Dickinsonia are animals
A study published in 2018, has shown Dickinsonia were animals.
- "The fossils contained almost exclusively cholesteroids, a marker found only in animals... Thus, Dickinsonia were basal animals. This supports the idea that the Ediacaran biota may have been a precursor to the explosion of animal forms later seen in the Cambrian, about 500 million years ago".
Very little cholesterol was found outside the specimen in the surrounding rock. The Ediacara biota (571 million to 541 million years ago) is the first complex organisms in the geological record large enough to be seen without magnification.
History of discovery
The first fossils were found in the Flinders Ranges, in Australia in the 1940s. Reginald Sprigg, a paleontologist, published the first scientific study of Dickinsonia in 1947. Sprigg named the genus after Ben Dickinson, who was the director of the Mines of South Australia, at the time.
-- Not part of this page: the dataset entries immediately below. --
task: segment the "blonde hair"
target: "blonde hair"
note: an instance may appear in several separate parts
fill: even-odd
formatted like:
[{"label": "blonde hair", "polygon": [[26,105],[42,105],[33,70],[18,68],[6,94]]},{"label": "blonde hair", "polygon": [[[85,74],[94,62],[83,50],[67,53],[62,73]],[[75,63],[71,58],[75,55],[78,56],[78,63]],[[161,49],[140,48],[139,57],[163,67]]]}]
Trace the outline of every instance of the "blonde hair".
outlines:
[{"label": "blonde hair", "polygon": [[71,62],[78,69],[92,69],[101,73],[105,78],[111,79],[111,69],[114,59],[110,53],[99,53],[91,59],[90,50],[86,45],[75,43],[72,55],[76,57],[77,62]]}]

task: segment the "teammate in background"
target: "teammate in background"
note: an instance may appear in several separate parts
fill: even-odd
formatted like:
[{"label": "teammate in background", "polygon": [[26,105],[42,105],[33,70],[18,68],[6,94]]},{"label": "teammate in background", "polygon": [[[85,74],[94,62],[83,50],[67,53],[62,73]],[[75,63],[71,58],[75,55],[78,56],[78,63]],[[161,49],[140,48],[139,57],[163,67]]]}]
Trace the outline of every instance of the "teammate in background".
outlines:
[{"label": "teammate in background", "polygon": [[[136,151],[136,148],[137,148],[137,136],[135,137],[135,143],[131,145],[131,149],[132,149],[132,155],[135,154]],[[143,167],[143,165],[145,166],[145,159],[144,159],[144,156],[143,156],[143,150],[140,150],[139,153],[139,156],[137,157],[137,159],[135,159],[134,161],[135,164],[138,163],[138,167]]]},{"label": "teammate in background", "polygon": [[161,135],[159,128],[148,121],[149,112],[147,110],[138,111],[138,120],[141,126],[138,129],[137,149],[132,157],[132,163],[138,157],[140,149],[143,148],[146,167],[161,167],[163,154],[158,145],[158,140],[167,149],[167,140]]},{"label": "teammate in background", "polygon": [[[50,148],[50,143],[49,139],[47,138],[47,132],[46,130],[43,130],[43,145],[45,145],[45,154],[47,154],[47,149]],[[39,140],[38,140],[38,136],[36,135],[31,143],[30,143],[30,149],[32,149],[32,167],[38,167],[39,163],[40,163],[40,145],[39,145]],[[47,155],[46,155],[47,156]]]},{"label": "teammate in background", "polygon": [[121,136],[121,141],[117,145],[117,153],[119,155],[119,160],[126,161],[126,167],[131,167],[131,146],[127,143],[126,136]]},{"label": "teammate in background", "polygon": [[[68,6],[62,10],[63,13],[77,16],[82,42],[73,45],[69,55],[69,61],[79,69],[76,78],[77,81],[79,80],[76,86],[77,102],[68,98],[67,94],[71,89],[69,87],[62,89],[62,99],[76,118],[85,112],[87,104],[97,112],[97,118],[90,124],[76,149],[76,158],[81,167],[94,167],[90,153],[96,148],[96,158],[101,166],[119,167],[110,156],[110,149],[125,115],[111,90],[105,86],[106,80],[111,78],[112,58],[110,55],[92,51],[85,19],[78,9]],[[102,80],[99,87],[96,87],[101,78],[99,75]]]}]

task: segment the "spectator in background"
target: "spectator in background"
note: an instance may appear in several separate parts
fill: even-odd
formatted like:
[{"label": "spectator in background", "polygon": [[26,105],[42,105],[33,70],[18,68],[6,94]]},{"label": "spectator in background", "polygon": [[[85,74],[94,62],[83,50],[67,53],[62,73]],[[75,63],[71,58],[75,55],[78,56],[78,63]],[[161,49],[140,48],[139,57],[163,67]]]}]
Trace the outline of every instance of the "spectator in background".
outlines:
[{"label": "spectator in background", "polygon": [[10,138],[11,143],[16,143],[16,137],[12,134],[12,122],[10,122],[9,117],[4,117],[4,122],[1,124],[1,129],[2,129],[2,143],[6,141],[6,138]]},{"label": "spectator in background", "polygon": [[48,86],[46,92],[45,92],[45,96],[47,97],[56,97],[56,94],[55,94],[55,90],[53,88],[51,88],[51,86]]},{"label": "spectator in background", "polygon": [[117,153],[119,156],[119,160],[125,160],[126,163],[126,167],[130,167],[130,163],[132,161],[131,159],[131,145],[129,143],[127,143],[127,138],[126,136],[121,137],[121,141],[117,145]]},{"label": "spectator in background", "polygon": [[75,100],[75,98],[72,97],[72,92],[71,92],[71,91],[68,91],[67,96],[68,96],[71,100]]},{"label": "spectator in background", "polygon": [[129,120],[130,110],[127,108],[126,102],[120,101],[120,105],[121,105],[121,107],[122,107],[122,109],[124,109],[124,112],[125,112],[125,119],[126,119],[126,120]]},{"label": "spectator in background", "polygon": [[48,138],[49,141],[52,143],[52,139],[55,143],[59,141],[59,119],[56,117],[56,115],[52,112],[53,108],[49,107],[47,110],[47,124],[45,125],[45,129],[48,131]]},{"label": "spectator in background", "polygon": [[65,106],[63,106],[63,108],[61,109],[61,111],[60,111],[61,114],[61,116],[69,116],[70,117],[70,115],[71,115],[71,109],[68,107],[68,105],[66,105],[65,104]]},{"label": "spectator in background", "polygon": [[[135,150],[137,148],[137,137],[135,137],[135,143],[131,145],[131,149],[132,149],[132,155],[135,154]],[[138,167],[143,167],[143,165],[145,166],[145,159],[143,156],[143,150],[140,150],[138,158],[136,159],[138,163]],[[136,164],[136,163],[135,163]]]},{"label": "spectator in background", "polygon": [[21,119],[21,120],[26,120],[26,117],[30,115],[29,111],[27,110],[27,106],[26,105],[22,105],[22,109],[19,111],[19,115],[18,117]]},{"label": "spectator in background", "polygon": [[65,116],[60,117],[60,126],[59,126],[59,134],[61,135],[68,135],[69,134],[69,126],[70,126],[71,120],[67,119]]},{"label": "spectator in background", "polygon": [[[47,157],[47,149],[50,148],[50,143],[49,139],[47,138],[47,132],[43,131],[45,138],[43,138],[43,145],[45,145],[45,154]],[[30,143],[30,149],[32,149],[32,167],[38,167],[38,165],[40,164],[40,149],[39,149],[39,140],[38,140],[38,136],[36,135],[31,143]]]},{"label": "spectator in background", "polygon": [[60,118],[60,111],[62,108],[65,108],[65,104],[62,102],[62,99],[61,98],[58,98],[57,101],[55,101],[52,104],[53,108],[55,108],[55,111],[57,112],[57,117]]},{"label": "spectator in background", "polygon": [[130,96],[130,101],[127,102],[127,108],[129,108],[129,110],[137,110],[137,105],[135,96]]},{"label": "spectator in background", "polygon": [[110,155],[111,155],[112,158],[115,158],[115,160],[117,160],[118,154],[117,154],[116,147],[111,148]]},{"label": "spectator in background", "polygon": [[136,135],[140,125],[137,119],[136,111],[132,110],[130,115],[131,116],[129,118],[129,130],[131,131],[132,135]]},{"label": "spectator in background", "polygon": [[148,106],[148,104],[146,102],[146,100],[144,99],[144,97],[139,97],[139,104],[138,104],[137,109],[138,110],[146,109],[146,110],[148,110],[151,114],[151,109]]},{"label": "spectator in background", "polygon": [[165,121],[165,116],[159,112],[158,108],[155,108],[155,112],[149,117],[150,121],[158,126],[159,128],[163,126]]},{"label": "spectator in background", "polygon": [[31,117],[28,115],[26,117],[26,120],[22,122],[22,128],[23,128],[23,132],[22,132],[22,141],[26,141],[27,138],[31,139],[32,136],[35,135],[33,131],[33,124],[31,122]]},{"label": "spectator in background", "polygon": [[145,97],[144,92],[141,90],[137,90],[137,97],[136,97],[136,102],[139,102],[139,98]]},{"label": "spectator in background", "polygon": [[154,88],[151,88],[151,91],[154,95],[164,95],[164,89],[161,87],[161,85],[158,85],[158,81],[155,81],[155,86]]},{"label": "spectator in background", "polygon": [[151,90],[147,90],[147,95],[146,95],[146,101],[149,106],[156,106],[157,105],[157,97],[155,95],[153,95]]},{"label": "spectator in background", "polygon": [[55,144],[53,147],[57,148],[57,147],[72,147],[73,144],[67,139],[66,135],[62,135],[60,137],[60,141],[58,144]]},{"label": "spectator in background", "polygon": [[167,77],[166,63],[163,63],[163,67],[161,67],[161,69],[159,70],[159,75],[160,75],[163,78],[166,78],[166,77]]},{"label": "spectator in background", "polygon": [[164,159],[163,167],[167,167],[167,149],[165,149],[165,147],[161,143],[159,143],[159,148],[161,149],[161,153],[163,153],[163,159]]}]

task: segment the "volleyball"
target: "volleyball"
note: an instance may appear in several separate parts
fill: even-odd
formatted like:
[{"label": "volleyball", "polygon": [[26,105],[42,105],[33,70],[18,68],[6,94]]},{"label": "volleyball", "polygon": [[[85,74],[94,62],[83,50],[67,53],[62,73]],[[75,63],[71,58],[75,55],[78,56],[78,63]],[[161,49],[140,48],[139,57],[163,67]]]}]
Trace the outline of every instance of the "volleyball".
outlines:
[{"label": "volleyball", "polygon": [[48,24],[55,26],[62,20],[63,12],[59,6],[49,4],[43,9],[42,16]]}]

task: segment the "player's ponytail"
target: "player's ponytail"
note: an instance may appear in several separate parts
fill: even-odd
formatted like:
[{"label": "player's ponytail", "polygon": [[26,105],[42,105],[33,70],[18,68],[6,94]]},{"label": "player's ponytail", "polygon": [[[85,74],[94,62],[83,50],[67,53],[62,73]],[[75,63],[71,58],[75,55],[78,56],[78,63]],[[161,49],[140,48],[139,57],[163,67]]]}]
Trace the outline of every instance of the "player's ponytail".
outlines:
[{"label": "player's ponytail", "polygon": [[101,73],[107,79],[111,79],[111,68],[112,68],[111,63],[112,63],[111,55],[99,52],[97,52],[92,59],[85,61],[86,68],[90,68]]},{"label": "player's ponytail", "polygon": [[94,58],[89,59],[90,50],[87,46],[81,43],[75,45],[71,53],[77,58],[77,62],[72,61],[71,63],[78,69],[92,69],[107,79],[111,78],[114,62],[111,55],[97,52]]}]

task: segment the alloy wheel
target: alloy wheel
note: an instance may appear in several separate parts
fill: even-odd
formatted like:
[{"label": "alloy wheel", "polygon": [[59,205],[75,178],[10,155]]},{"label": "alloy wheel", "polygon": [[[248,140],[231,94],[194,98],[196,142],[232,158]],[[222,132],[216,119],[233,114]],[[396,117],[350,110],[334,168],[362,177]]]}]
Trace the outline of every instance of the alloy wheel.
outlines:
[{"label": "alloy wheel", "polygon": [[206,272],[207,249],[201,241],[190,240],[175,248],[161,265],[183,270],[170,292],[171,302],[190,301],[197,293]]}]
In the study, Sprigg thought t he had found the fossil of a jellyfish. In 1956, Harrington and Moore classified Dickinsonia as Cnidarians.In 1966, they were classified as Annelids. Most Annelid fossils are quite different from fossilized Dickinsonia, but they resemble some fossilized marine worms. S. Manton contradicted this interpretation in 1967. Because of these incertainities, the discussion about how to classify Dickinsonia is still ongoing.